I appreciate Twain’s point in using Tom to highlight the difference between him and Huckleberry. Whereas Sawyer, as a man of principle, is willing to delay the rescue of Jim for the sake of a good adventure, romantic and by-the-book, Huck knows the value of being practical, and would much sooner dig Jim out of his shack with a shovel and run off silently. Tom, hilariously enough, gets so carried away he ultimately gets an entire mob of farmers shooting at them through his antics. Throughout the ordeal, Huck chooses to defer to Tom, assuming that his deluded best friend knows best.

Like I said, I don’t mind this distinction and I think Tom could have been a great addition to the story, had he only taken up a couple of chapters. But once Tom arrives, he steals the show, calls the shots, and ultimately reveals the truth about Jim’s status as a slave. The whole buildup would have been worthwhile if Huck, after all he’s been through, had put his foot down and snapped Tom out of his “principles” in order to do the right thing.

Instead, we get a nicely constructed conclusion and the possibility of Huck being adopted again in a renwed attempt to “civilize” him.
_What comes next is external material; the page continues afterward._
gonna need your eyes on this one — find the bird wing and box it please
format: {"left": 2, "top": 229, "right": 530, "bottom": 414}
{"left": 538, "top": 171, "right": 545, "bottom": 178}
It’s like Twain himself was exhausted in his efforts to bring this character to his proper destiny. Huck grumbles at the end about the trouble of writin’ a book and how he plans to move out West. But, if his deference to Tom demonstrates anything, it’s that Huck will not escape the silly rules that confound him. In fact, the unfinished sequels in this series of books all involve Tom Sawyer, not simply Huck Finn. (Though Huck Finn and Tom Sawyer Among the Indians implies that Huck successfully ran away from potential guardian Aunt Sally). As long as Tom is at his side, Huck is constrained by something…but then again, we know he would never forsake his friend.

But it’s not Tom Sawyer that stands as the great in American literature. He’s an indelible character in children’s lit for sure, but Huck Finn is the one that breaks into the mature mold. Huck represents the growing pains we all feel when a ridiculous society tells us we do something wrong. Had Twain known that the public wanted more Huck and less Tom, would he have let Huck show some backbone in the end? Hopefully so.

As far as quality and enjoyment, Adventures of Hucklberry Finn is solid. And Twain, likely aware that he was striking at the heart of American culture with something less than reverence, puts in his famous foreword:

“Persons attempting to find a motive in this narrative will be prosecuted; persons attempting to find a moral in it will be banished persons attempting to find a plot in it will be shot.”

It’s also an invitation to break his very rules, but if you take it at face value, Huck Finn is a solid adventure story with biting humor, suspense, and excitement. The discussion of the damaging effects of stereotypes used by Twain is a valid one and one that I think should definitely be had in a high school and college curriculum. But, with the right guidance in context, it is also a story that can make quite an impact on a younger reader for the sole reason that it’s fun.

Adventures of Hucklberry Finn stands both as a simple tale of courage and adventure, a progressive criticism of a racist culture prone to mob mentality, and an uncomfortable reminder of the attitudes toward race that were once acceptable in our society. At many levels, it has something to say and because of this, I’m glad I was able to read it before I started looking for moralizing in everything I read and now that I know how important it is that we analyze our past to do right by ourselves as a culture.

So there ain’t nothing more to write about, and I am rotten glad of it, because if I’d a knowed what a trouble it was to write a literary criticism blog post I wouldn’t a tackled it.